Il canale dei cuori è una raccolta di appunti personali che hanno il pregio di aver catturato la bellezza di un’esistenza ricca di sentimenti e di un’epoca che pur con le sue tragedie, ha saputo donare solidità e fermezza agli uomini e alle donne che l’hanno vissuta. Queste scaglie di esistenza sono raccontati seguendo il ritmo lento e cadenzato dell’acqua del fiume, lo stesso che tante volte è stato il testimone silenzioso dell’amicizia tra Nino e Bruno e che li ha accolti con le loro canne da pesca, entrambi alla ricerca di qualcosa di profondo.
“Io venivo a staccare la spina; tu per riattaccarla e consentire ai pensieri di rimettersi in circolo; di alimentarsi e alimentare, te stesso innanzitutto. Io mi scaricavo, tu ti ricaricavi delle energie necessarie ad affrontare la mediocrità e a sostenere l’impatto con una umanità che in comune con te aveva solo il fatto di trovarsi troppo spesso nello stesso posto nello stesso momento.”
Provo malinconia al pensiero che persone così, come Nino, siano quasi alla fine del loro viaggio. Rappresentano simbolicamente quel legame con la terra che non ho mai vissuto veramente, motivo per il quale ogni tanto perdo il senso e mi smarrisco. Sono quelle persone, così rare ormai, che profumano di umano, che sanno amare prima con il cuore e poi con gli occhi, che festeggiano la vita e non conoscono la noia, capaci di dare valore alle cose e alle persone per quello che sono, con i loro pregi e le loro mancanze e che sanno soprattutto che una vita senza amore non è vita vera e che “amare è come lavorare la terra: bisogna scegliere bene il terreno e, una volta che si è sicuri che sia quello giusto, dedicargli tutto il tempo e tutte le attenzioni di cui ha bisogno. O non crescerà niente.” Perché nulla avviene senza sacrifici, perché il raccolto cela fatiche indicibili ed è frutto di lavori lenti e alle volte estenuanti, durante i quali però non si deve mai perdere di vista il traguardo che sta là, in cima. Non esiste il tutto e subito. O forse esiste ma è così effimero che si dissolve nell’istante in cui tentiamo di trattenerlo.
Questo libro mi ha donato poesia e mi ha spudoratamente confermato che “senza tristezza l’arte non sarebbe mai esistita” e che “la fragilità è bellezza” e mi ha confessato che l’intensità delle emozioni giovanili “sanno di puntura d’ortica, di solletico di spighe, di carezze di felci e narcisi… sanno di biciclette sdraiate su un fianco s riprendere i sensi, di corpi acerbi abbandonati sui prati…rapiti dal carminio virato prugna e arancio di tramonti che lasciano senza parole.”

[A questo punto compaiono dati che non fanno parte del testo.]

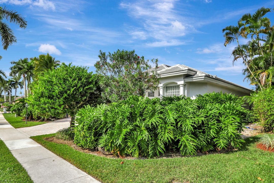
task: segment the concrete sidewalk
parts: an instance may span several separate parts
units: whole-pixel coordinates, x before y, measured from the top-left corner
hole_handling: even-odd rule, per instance
[[[65,118],[33,126],[17,128],[18,131],[29,137],[31,136],[56,133],[64,128],[69,127],[70,118]]]
[[[0,139],[35,183],[100,182],[16,130],[2,114]]]

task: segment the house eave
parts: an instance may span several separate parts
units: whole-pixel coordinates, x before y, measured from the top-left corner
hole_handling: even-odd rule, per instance
[[[232,88],[234,89],[245,93],[250,93],[253,91],[252,90],[241,86],[236,85],[228,81],[222,80],[221,80],[218,78],[214,78],[206,76],[199,76],[188,78],[185,78],[184,79],[184,81],[185,82],[204,81]]]

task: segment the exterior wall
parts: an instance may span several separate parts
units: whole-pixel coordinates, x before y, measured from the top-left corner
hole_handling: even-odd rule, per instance
[[[240,91],[233,88],[229,88],[220,85],[211,83],[208,81],[204,81],[204,82],[198,82],[189,81],[184,82],[184,75],[179,76],[174,76],[164,77],[161,78],[160,84],[159,85],[159,88],[154,91],[154,97],[161,97],[161,94],[159,92],[160,88],[162,88],[162,96],[164,96],[165,92],[165,87],[171,86],[179,85],[180,86],[180,90],[181,88],[182,92],[187,97],[190,97],[192,99],[196,98],[196,95],[198,94],[203,95],[207,93],[211,93],[213,92],[223,93],[232,93],[239,97],[246,95],[249,95],[250,92],[246,92]],[[181,92],[180,90],[180,92]],[[182,91],[183,91],[183,92]],[[145,96],[148,97],[148,92],[146,92]],[[150,98],[153,97],[149,97]],[[244,106],[247,108],[249,108],[249,106],[247,105]]]
[[[187,97],[195,99],[198,94],[204,94],[207,92],[207,84],[206,83],[186,82]]]
[[[185,75],[183,74],[178,76],[161,78],[161,79],[160,80],[160,82],[161,84],[165,85],[165,83],[168,83],[169,82],[176,82],[184,81],[184,78],[185,76]]]
[[[212,83],[207,83],[207,92],[211,93],[213,91],[215,92],[220,92],[222,91],[223,93],[232,93],[238,95],[239,97],[242,97],[246,95],[249,95],[250,93],[244,93],[243,92],[233,89],[232,88],[228,88],[219,85],[217,85]]]

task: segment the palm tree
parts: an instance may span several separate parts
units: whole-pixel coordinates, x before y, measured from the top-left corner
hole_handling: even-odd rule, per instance
[[[232,51],[232,55],[234,57],[234,62],[239,58],[242,60],[246,67],[244,73],[246,74],[246,77],[253,83],[258,85],[261,89],[263,87],[260,82],[261,77],[254,73],[254,70],[258,70],[256,65],[253,62],[254,57],[258,55],[263,55],[264,52],[261,49],[260,41],[266,41],[263,36],[260,37],[260,34],[269,35],[273,27],[269,18],[263,17],[271,11],[271,9],[262,7],[258,10],[252,15],[250,13],[244,15],[238,22],[237,26],[228,26],[223,30],[225,32],[224,36],[225,38],[225,46],[232,42],[236,41],[238,46]],[[240,45],[239,38],[242,37],[247,38],[249,35],[251,36],[252,41],[245,45]],[[254,38],[254,37],[255,37]],[[254,43],[256,43],[256,45]],[[252,68],[253,66],[255,67]]]
[[[239,22],[244,24],[248,34],[251,33],[251,38],[253,39],[256,36],[255,39],[259,44],[260,33],[265,33],[271,26],[270,20],[266,17],[263,17],[266,13],[271,12],[271,9],[262,7],[259,8],[252,15],[250,13],[244,15],[239,20]],[[265,27],[262,29],[262,27]]]
[[[5,7],[0,7],[0,35],[2,37],[3,48],[6,50],[9,46],[17,41],[12,30],[6,23],[3,21],[4,19],[19,25],[20,28],[24,29],[27,27],[27,22],[17,12],[9,10]]]
[[[6,84],[8,92],[9,94],[9,99],[10,103],[12,103],[12,90],[13,88],[12,82],[13,81],[12,79],[9,79]]]
[[[2,57],[0,56],[0,60],[2,58]],[[0,83],[3,83],[5,81],[5,78],[7,78],[6,74],[2,70],[0,69]]]
[[[246,45],[241,45],[239,43],[239,39],[241,37],[247,38],[247,34],[246,34],[246,30],[245,27],[243,27],[244,24],[240,22],[238,22],[237,26],[230,26],[226,27],[223,29],[222,32],[225,32],[224,37],[225,39],[225,46],[230,44],[232,42],[236,41],[238,46],[235,48],[232,51],[232,55],[234,57],[233,62],[237,60],[239,58],[242,59],[243,61],[247,67],[247,69],[252,75],[252,77],[256,81],[261,89],[262,88],[261,86],[259,83],[259,78],[256,78],[254,75],[249,67],[248,63],[249,60],[250,60],[249,57],[246,54],[247,48]]]
[[[56,60],[48,53],[40,55],[38,58],[35,57],[32,60],[35,65],[35,72],[36,74],[42,73],[45,70],[56,69],[60,64],[60,61]]]
[[[28,96],[29,94],[31,93],[31,90],[30,87],[31,86],[32,79],[34,76],[34,68],[33,62],[32,61],[28,62],[27,64],[26,67],[26,80],[28,82],[27,87],[27,96]]]
[[[4,101],[5,102],[7,102],[6,94],[7,91],[7,81],[4,80],[2,82],[0,83],[1,87],[3,88],[3,90],[4,91]]]
[[[23,85],[22,82],[20,81],[21,80],[21,76],[18,75],[14,77],[12,79],[13,81],[12,83],[13,88],[15,89],[14,92],[14,102],[15,101],[16,99],[16,92],[17,91],[17,89],[19,87],[20,87],[21,89],[23,88]]]
[[[20,59],[17,61],[13,61],[10,63],[13,65],[10,68],[10,75],[11,76],[17,75],[22,75],[24,84],[24,94],[25,97],[27,97],[27,86],[26,80],[27,79],[27,74],[28,72],[28,59],[25,58],[23,59]]]

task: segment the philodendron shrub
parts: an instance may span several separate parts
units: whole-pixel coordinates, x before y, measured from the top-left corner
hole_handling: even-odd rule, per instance
[[[170,150],[183,155],[240,147],[248,111],[234,95],[213,93],[184,97],[127,100],[80,109],[75,143],[123,157],[151,158]]]

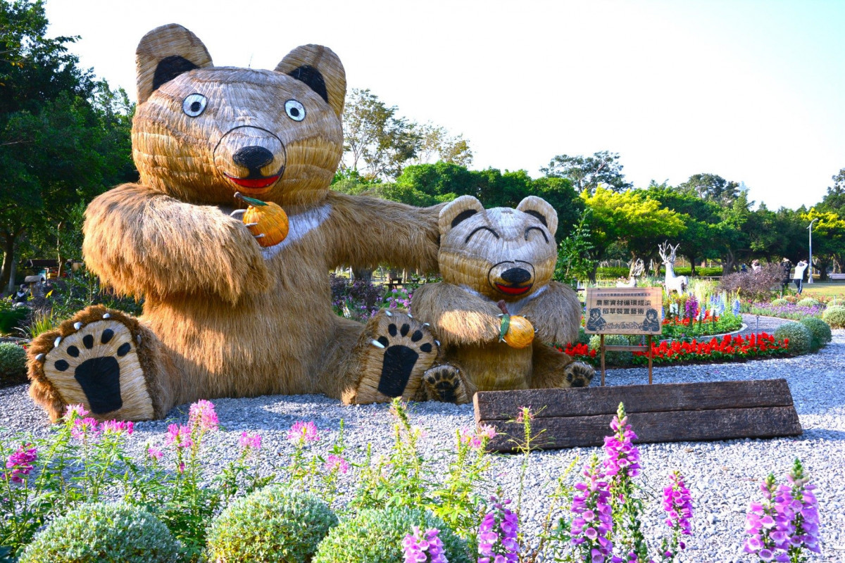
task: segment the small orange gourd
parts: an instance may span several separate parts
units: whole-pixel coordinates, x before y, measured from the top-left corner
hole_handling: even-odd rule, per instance
[[[525,348],[534,341],[534,325],[525,317],[508,313],[504,301],[497,303],[502,310],[502,325],[499,328],[499,342],[504,342],[511,348]]]
[[[277,203],[247,198],[240,192],[235,198],[249,204],[243,214],[243,223],[255,235],[256,242],[262,246],[272,246],[285,240],[289,228],[287,214]],[[257,225],[250,225],[252,223]]]

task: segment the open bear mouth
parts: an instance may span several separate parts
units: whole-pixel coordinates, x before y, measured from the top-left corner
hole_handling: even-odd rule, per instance
[[[528,285],[515,286],[515,285],[504,285],[504,284],[496,284],[496,289],[504,294],[509,295],[521,295],[523,293],[528,292],[533,284],[528,284]]]
[[[233,183],[237,184],[239,187],[243,188],[247,193],[263,193],[267,191],[270,186],[278,181],[279,178],[281,177],[281,173],[285,169],[282,168],[279,171],[278,174],[274,174],[273,176],[259,176],[256,177],[247,177],[247,178],[237,178],[236,176],[231,176],[229,174],[224,175],[226,178],[231,180]]]

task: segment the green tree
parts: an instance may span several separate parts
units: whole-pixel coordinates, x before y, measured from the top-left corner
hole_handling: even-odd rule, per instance
[[[827,194],[821,200],[819,208],[834,211],[840,217],[845,217],[845,168],[840,170],[831,179],[833,186],[827,188]]]
[[[445,162],[468,167],[472,164],[472,150],[463,135],[452,136],[446,127],[432,123],[418,127],[421,143],[415,164]]]
[[[344,151],[349,168],[369,178],[395,177],[422,146],[417,125],[397,115],[368,89],[352,89],[343,110]]]
[[[623,245],[631,257],[650,256],[657,245],[684,232],[684,218],[662,207],[646,190],[617,192],[602,187],[581,195],[591,210],[592,257],[602,260],[612,245]],[[595,270],[591,276],[595,279]]]
[[[694,174],[678,187],[722,207],[731,205],[740,192],[739,184],[716,174]]]
[[[0,287],[21,241],[60,253],[51,231],[75,205],[137,177],[125,92],[80,70],[76,38],[46,37],[47,23],[41,1],[0,0]]]
[[[648,187],[648,197],[657,199],[666,208],[681,214],[686,229],[674,237],[674,243],[680,245],[679,253],[690,261],[692,275],[695,275],[695,263],[701,258],[719,257],[722,230],[718,205],[702,199],[695,192],[673,188],[666,182],[658,185],[653,180]],[[652,251],[656,252],[657,249]],[[647,259],[653,256],[641,257]]]
[[[622,168],[619,153],[602,150],[592,156],[559,154],[540,171],[550,178],[566,178],[579,193],[592,195],[599,185],[613,192],[630,189]]]

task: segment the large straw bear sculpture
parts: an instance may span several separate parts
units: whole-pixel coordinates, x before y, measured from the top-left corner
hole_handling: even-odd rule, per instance
[[[420,287],[411,303],[414,316],[431,323],[448,362],[426,373],[427,387],[461,401],[476,390],[588,386],[593,369],[548,345],[574,342],[581,317],[575,291],[552,281],[554,208],[529,196],[515,209],[485,210],[461,196],[440,211],[439,227],[443,282]],[[503,308],[512,316],[504,340]],[[532,340],[509,338],[526,327]]]
[[[114,290],[145,298],[144,314],[90,307],[36,338],[33,398],[53,420],[81,403],[137,420],[217,397],[415,396],[439,353],[431,333],[402,312],[338,317],[328,272],[436,269],[439,208],[329,189],[343,152],[337,56],[308,45],[273,71],[215,68],[171,24],[141,40],[137,64],[140,181],[90,203],[83,250]],[[230,215],[245,207],[237,192],[281,205],[286,238],[260,246]]]

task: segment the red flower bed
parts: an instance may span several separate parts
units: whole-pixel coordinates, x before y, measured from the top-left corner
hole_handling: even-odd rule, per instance
[[[695,362],[695,361],[730,361],[750,358],[761,358],[788,354],[789,338],[776,341],[775,337],[766,333],[747,336],[725,335],[721,338],[711,338],[701,342],[673,340],[651,345],[653,361],[656,364]],[[646,364],[648,358],[646,352],[635,352],[634,363]]]
[[[559,351],[568,354],[574,359],[596,365],[598,350],[591,350],[586,344],[566,344],[555,346]],[[744,361],[754,358],[765,358],[789,354],[789,338],[775,340],[767,333],[758,333],[747,336],[726,334],[721,338],[693,339],[691,342],[673,340],[651,344],[652,361],[655,364],[681,364],[696,362]],[[648,363],[646,352],[634,352],[634,364]]]

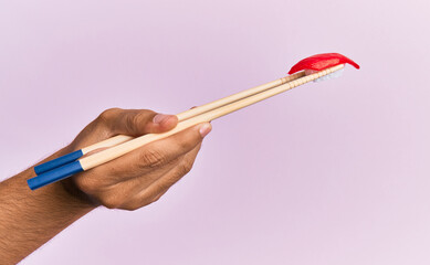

Così, avvolta da questa dolce saggezza, sono giunta alla fine del dialogo intimo di Nino con Bruno, quando il fresco della sera lo interrompe. Mi coccolo ancora un po' con la meraviglia delle sue semplici parole, schiette e pure e con l’incanto di un amore che non sa morire.
“Caterina, che mi hai fatto lo scherzo di confonderti con l’azzurro, quando i miei occhi avevano ancora sete dei tuoi, e le mie orecchie inseguivano ancora le tue parole come il retino di un bambino un volo di farfalle colorate.”
Eterno è ciò che vive dentro. A dispetto di ciò che se ne va.